290 F2d 455 National Labor Relations Board v. Piezo Manufacturing Corporation
290 F.2d 455
NATIONAL LABOR RELATIONS BOARD, Petitioner,
PIEZO MANUFACTURING CORPORATION, Respondent.
No. 325, Docket 26757.
United States Court of Appeals Second Circuit.
Argued April 11, 1961.
Decided May 8, 1961.
Jules Gordon, Atty., National Labor Relations Board, Washington, D.C. (Stuart Rothman, Gen. Counsel, Dominick L. Manoli, Assoc. Gen. Counsel, Marcel Mallet-Prevost, Asst. Gen.
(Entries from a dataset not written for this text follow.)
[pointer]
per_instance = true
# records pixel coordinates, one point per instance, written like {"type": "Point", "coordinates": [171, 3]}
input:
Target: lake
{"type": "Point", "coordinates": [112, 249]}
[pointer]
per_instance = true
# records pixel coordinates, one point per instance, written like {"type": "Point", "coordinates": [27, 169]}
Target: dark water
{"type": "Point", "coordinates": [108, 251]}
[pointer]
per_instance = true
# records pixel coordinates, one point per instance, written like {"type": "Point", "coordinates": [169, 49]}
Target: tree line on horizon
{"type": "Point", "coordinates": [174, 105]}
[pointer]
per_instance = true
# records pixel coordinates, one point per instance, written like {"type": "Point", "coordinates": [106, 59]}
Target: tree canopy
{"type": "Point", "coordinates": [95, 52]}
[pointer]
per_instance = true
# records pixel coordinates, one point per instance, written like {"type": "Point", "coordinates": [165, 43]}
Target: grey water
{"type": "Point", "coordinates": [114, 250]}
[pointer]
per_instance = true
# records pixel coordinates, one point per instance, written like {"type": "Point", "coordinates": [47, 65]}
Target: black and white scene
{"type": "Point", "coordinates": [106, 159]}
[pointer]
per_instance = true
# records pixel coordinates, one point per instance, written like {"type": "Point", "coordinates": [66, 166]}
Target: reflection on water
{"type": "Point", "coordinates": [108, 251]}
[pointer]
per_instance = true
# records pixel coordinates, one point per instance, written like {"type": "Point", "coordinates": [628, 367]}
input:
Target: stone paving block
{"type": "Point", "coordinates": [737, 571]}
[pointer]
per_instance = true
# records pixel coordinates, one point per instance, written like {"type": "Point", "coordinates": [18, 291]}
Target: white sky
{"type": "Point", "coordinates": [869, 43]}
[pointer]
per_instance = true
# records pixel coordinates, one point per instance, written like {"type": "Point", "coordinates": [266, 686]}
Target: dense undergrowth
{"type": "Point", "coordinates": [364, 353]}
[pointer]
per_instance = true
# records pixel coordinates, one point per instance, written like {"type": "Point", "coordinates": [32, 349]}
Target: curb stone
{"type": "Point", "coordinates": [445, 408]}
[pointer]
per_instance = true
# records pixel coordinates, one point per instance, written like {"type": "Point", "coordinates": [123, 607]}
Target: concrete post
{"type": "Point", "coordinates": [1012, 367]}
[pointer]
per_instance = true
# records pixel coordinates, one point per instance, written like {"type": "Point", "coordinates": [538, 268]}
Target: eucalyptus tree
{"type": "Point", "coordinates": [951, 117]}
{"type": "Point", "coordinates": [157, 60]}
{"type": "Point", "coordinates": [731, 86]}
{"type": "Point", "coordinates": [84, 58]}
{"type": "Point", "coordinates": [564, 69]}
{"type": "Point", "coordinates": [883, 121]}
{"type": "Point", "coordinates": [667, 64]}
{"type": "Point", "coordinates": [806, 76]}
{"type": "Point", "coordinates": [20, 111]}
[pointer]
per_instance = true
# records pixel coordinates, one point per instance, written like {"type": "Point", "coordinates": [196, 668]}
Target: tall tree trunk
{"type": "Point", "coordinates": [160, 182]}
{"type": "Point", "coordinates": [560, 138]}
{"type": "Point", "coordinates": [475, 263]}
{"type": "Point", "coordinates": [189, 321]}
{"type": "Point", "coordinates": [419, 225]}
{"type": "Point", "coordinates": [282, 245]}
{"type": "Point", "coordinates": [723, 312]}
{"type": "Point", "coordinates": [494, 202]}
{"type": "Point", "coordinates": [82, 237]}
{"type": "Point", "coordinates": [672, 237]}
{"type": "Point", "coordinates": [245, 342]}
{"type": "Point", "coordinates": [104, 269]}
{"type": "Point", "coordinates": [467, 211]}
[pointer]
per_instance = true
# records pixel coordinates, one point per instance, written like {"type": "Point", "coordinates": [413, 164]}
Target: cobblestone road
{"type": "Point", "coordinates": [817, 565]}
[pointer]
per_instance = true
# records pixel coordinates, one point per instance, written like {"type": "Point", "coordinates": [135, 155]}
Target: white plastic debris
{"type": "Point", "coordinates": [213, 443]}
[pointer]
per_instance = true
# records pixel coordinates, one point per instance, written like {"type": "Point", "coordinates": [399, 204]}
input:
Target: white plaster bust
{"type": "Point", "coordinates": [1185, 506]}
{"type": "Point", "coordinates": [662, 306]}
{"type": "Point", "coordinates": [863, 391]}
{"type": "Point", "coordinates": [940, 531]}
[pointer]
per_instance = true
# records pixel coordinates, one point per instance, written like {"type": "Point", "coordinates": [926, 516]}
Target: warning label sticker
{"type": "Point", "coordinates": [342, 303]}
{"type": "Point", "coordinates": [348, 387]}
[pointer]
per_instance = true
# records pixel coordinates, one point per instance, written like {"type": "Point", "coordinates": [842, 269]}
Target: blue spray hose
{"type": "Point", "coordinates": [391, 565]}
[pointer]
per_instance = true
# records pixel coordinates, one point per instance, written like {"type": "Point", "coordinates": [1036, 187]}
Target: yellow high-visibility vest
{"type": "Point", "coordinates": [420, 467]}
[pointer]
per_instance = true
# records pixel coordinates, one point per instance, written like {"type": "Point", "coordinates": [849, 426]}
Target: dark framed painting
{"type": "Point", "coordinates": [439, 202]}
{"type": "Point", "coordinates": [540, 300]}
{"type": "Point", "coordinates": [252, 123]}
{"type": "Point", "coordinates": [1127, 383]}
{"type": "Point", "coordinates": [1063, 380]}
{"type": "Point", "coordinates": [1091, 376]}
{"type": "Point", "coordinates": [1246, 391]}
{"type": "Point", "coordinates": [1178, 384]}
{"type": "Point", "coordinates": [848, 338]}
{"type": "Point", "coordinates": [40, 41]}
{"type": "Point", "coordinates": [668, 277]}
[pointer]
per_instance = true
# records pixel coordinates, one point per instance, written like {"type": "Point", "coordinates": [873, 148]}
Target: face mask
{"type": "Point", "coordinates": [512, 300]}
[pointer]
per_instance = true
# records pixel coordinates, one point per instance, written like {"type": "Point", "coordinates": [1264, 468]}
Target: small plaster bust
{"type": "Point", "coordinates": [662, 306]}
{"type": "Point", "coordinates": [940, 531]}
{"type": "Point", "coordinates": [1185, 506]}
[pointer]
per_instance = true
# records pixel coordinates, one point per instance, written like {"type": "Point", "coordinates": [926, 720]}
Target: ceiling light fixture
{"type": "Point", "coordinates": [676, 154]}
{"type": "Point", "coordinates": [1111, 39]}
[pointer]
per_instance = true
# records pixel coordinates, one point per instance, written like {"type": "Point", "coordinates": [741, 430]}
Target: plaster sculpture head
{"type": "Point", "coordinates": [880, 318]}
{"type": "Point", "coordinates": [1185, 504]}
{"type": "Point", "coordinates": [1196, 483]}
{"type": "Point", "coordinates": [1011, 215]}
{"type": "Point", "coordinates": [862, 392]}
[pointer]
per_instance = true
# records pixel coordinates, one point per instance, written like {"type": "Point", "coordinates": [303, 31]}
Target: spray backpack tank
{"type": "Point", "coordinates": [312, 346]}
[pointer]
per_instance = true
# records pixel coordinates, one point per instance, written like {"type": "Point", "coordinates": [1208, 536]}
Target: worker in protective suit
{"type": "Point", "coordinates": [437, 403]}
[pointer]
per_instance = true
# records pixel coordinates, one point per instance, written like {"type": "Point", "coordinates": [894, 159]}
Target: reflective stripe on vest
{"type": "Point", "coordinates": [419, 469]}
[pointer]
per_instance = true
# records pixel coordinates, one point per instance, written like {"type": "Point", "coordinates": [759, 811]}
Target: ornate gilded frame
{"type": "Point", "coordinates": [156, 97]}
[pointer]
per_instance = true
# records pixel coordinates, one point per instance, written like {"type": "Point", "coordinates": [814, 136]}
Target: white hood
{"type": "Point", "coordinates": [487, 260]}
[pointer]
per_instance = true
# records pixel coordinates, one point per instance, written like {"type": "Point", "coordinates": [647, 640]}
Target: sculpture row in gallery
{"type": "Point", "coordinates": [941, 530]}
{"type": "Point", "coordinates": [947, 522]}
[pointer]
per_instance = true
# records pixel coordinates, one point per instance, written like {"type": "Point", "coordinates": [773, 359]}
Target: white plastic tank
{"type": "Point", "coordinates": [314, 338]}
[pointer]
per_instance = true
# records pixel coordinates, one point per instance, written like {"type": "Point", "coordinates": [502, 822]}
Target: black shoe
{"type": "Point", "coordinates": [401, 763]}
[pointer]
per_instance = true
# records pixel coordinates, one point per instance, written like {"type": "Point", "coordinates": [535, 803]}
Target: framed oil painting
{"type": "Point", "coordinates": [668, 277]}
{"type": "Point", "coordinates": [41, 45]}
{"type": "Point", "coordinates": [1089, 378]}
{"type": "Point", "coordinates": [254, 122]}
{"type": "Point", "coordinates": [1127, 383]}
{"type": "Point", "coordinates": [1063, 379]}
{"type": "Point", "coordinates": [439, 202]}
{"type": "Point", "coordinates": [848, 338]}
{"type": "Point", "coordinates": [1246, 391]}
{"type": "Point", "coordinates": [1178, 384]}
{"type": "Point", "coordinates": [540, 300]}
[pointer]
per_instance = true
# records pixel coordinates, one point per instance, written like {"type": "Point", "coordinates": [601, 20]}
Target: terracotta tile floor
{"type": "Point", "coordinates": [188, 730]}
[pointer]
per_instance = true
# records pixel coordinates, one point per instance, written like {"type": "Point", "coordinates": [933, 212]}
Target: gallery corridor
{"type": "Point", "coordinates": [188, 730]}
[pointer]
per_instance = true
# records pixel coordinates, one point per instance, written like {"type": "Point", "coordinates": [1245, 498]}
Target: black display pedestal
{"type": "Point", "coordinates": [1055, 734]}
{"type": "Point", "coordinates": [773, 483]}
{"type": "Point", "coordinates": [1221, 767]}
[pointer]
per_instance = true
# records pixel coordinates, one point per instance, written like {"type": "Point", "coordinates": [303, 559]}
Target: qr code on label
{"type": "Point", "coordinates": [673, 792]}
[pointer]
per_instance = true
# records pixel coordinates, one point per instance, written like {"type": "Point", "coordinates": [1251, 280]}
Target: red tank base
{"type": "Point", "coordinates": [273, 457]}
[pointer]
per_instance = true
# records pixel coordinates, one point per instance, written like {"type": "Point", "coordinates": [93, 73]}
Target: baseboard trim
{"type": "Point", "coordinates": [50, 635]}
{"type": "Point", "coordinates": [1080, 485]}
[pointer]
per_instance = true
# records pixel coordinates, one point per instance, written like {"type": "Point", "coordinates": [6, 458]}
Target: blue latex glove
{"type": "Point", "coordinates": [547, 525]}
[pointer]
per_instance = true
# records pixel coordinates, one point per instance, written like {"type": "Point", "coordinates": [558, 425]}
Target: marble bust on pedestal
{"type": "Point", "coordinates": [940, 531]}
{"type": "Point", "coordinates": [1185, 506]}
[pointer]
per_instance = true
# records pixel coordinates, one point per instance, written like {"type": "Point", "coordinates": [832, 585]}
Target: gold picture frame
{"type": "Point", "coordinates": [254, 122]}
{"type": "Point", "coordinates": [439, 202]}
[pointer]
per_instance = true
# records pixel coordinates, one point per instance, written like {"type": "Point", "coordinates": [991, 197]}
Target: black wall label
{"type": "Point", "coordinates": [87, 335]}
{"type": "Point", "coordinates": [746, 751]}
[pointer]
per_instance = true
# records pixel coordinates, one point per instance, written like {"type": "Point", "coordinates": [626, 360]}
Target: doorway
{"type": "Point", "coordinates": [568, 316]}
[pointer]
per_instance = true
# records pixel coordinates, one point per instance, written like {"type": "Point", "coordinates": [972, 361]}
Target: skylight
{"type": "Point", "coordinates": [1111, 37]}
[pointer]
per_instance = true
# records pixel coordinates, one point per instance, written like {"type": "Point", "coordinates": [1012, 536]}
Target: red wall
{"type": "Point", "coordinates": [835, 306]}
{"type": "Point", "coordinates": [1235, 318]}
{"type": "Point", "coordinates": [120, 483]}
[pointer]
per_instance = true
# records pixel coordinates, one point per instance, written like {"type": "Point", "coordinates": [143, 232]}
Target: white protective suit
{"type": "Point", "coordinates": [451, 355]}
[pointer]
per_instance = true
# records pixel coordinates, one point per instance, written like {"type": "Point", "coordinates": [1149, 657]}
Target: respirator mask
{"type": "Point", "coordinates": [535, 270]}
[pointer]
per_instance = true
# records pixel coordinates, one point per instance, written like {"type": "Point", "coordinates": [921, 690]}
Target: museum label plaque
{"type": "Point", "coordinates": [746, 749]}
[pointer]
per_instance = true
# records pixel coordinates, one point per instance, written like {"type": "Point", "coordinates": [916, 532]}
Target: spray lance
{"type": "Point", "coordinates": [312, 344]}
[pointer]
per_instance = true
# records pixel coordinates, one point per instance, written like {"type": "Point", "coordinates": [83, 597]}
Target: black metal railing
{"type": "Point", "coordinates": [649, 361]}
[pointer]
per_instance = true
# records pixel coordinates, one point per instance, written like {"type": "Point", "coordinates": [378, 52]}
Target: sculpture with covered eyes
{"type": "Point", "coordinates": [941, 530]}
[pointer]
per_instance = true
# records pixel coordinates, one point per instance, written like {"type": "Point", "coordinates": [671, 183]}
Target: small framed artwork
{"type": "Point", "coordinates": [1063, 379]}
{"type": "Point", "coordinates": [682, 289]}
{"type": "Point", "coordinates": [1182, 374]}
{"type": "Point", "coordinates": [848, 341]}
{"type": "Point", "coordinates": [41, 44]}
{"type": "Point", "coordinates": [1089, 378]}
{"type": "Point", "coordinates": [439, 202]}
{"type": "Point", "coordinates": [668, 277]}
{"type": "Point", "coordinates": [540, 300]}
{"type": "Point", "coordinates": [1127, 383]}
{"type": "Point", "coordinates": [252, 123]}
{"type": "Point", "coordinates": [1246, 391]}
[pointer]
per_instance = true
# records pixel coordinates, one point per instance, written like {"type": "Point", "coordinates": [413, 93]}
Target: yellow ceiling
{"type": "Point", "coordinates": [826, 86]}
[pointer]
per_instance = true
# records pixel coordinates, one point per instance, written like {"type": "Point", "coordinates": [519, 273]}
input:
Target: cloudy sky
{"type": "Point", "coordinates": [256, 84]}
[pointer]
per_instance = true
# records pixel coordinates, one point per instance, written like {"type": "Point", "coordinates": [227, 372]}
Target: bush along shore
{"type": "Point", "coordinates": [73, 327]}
Counsel, Samuel M. Singer and Vincent W. Bradley, Attys., National Labor Relations Board, Washington, D.C., on the brief), for petitioner.
William Chester Taplitz, New York City, for respondent.
Before CLARK, MEDINA and FRIENDLY, Circuit Judges.
The National Labor Relations Board seeks enforcement of its order, reported at 125 N.L.R.B. 686. The Board found that respondent had violated Section 8(a)(1) of the National Labor Relations Act, as amended, 29 U.S.C.A. 158(a)(1) in several ways: by urging one employee to discover the names of employees who were attempting to organize a union at its plant; by encouraging another employee to organize a company union; and by discriminatorily laying off or discharging nine employees in a bargaining unit composed of no more than twenty-five employees. All but one of the men laid off had signed cards authorizing the union to act as their bargaining representative, and the lay offs caused the union to lose its majority status in the unit. The Board also found that respondent had unlawfully refused to bargain with the union, within the meaning of Section 8(a)(5) of the Act, 29 U.S.C.A. 158(a)(5), after it had been requested to do so, by taking the position only a few days after the lay offs that it did not know whether it would recognize the union, because it had no knowledge that the union represented a majority of the employees in the unit. The Board found that this action also violated Section 8(a)(1).
The only question before us is whether the Board's findings are supported by substantial evidence. We conclude that they are.
A finding that Ligh, respondent's vice-president, knew whether or not the employees whom he laid off had signed union authorization cards was not essential to the Board's decision. The lay offs occurred almost immediately after Ligh had been informed that a majority of respondent's production and maintenance employees had selected the union to represent them. The Board could infer both from the timing of the lay offs, and from Ligh's statements made almost contemporaneously with them, that they were intended to discourage respondent's employees from adhering to the union at a period critical to its future at respondent's plant and also to affect the union's majority, which they in fact did. Under these circumstances, the Board was warranted in rejecting respondent's contention that the lay offs were economically motivated.
The unlawful lay offs once established, the finding of refusal to bargain followed as a natural and almost inevitable consequence. Respondent could not lawfully challenge the union's majority after respondent itself had destroyed that majority by its own unfair labor practices.